Appropriately, it was committed by President Barack Obama himself, who repeatedly told Americans that, if they like their current insurance, they would be able to keep it.

"Now, the way we have approached it is that, if you've got health care under a private plan, if your employer provides you health care or you buy your own health care and you're happy with it, you won't have to change," Obama said during one 2009 appearance, making a claim he would go on to repeat many times and in many different ways. 
Both CBS' and NBC's national news teams have been reporting this week that administration officials knew this claim was a stretch. But the idea that everyone would keep their health insurance has been called into question publicly since 2009, the year before Congress passed the Affordable Care Act. 
The fact-checking website PolitiFact noted in an August 2009 piece that there was lot that was simply unknown about what shape the final bill would take. Kyle Wingfield, a conservative commentator for the Atlanta Journal-Constitution, pointed out in July of 2009 that legislation before Congress at the time would have required people to change plans. 
Also in 2009, writers at FactCheck.org focused mainly on how employers might behave once the new health care law rolled out. The site pointed to a Congressional Budget Office estimate that "in 2016, about 3 million people (including spouses and dependents of workers) who would be covered by an employment-based plan under current law would not have an offer of coverage under one draft of the health care law."
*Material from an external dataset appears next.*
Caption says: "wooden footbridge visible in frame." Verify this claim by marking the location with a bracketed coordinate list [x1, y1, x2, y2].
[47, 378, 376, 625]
What all that says is that the president and his supporters were writing rhetorical checks they could never cash a year before the law passed.

At this point, we still don't know exactly how businesses will react to mandates that they cover their employees or pay a tax penalty. That's because the Obama administration pushed back the effective date of the "employer mandate" until 2015

But some Americans did find out for sure this month they will have to change insurance policies. These are largely people who buy low-premium individual insurance policy plans that don't meet the requirements for insurance policies laid out by the health care law. The law requires "minimum essential services" that a health plan must provide, even if it is primarily designed to be used only in case of catastrophic illness. 

"Health plans are sending hundreds of thousands of cancellation letters to people who buy their own coverage, frustrating some consumers who want to keep what they have and forcing others to buy more costly policies," Kaiser Health News reported.
The Associated Press, citing the National Association of Insurance Commissioners, reported in May that many carriers would opt to cancel policies this fall and issue new ones. Administratively, that was seen as easier than changing existing plans to comply with the new law, which mandates coverage of more services and provides better financial protection against catastrophic illnesses.
Those who have gotten those notices say they feel misled by the president, and it would be hard to argue in any realistic way that the president has been able to keep his pledge.